Kirana langsung menggeleng lagi, bahkan lebih hebat dari sebelumnya. Matanya mendadak memerah melihat wajah sinis dan masam yang Anggi lemparkan kepadanya terhitung sejak tadi.
"Kamu tau kan kalau aku suka dengan Pak Damar?! Tapi gara-gara kamu ke sini, Mama Tari malah lebih memilih kamu jagain Mas Damar daripada aku!"
"Lhoh aku ndak minta." Kirana berupaya membela diri. "Maaf kalo aku ndak sengaja nyinggung kamu. Tapi aku juga mau pulang, ndak mau ke sini. Aku ke sini cuma mau mengantar Kirana, bukan untuk maksud lain."

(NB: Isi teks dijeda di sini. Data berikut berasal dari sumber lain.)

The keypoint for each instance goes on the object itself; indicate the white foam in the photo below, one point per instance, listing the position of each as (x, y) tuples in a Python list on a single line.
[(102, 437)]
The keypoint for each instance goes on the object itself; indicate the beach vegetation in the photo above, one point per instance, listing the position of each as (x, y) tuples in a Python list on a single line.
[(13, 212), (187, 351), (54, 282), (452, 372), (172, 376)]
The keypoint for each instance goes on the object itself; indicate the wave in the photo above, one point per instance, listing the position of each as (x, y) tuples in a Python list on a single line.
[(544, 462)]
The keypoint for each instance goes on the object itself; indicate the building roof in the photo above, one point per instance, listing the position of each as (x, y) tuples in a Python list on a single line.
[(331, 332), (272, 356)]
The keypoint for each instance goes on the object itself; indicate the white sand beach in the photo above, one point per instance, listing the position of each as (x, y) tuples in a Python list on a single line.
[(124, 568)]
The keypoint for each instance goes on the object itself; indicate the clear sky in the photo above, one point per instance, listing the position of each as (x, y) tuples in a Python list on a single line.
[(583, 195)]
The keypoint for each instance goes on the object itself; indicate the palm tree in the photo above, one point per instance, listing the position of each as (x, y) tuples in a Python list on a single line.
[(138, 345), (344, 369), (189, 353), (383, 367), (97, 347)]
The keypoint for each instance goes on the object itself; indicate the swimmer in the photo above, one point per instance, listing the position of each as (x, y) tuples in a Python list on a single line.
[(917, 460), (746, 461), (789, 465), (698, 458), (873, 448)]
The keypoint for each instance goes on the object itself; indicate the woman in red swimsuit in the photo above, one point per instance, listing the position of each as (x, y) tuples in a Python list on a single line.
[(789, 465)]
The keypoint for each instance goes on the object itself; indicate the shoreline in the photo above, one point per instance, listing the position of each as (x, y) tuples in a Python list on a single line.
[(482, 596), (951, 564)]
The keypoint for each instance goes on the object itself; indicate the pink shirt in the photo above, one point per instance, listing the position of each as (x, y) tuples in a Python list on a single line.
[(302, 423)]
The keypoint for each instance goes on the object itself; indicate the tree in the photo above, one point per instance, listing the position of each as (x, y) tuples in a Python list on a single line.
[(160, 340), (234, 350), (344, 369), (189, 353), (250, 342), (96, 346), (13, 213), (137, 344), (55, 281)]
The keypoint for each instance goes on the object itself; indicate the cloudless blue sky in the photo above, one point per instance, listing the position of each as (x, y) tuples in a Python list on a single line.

"Kalau begitu ya pergi saja dari sini. Kenapa masih berlama-lama di sini juga?!"
Kirana benar-benar menatap Anggi tidak percaya. Apalagi suara adzan ya terdengar pastilah menunjukkan kalau matahari sudah terbenam di luar sana, tapi dirinya diminta pergi. "Iya aku pergi, mau pamit sebentar, nanti mereka khawatir."
Ketika sudah berbalik, sekalian ingin mengambil tasnya juga karena uangnya semoga saja memang cukup digunakan untuk perjalanan pulang.
"Langsung pergi saja. Memangnya kamu siapa sampai mereka akan khawatir?"
Ya Allah, Kirana sampai ingin menangis dalam hati melihat tatapan penuh tidak suka yang Anggi tunjukan kepada dirinya. "Tapi uangku di tas, Nggi."
Tak banyak bicara, Anggi langsung mengeluarkan beberapa lembar seratus ribuan dari dalam dompetnya kepada Kirana. "Itu uang lebih dari cukup untuk membawa kamu kembali ke Depok. Masih sisa lagi."
Kirana benar-benar tidak habis pikir lagi. Begitu ingin protes, Anggi sudah lebih dulu masuk. Alhasil, dengan d**a yang sesak sekali, seperti perintah Anggi tadi yang dilarang untuk masuk, Kirana langsung menuju jalan keluar yang diingatnya. Dia akan pergi seperti yang Anggi inginkan daripada persahabatannya sedari kecil dengan Anggi hancur berantakan.
Namun sebelum pergi, dia memutuskan untuk pergi ke masjid dulu, berdoa memohon keselamatan kepada Tuhannya. Juga memohon kelapangan hati, agar tidak sampai membenci orang yang selama ini sudah sangat baik kepada dirinya dan juga ibunya hanya gara-gara satu kesalahan saja. Kirana paham betul budi pekerti yang selalu diajarkan oleh ibunya.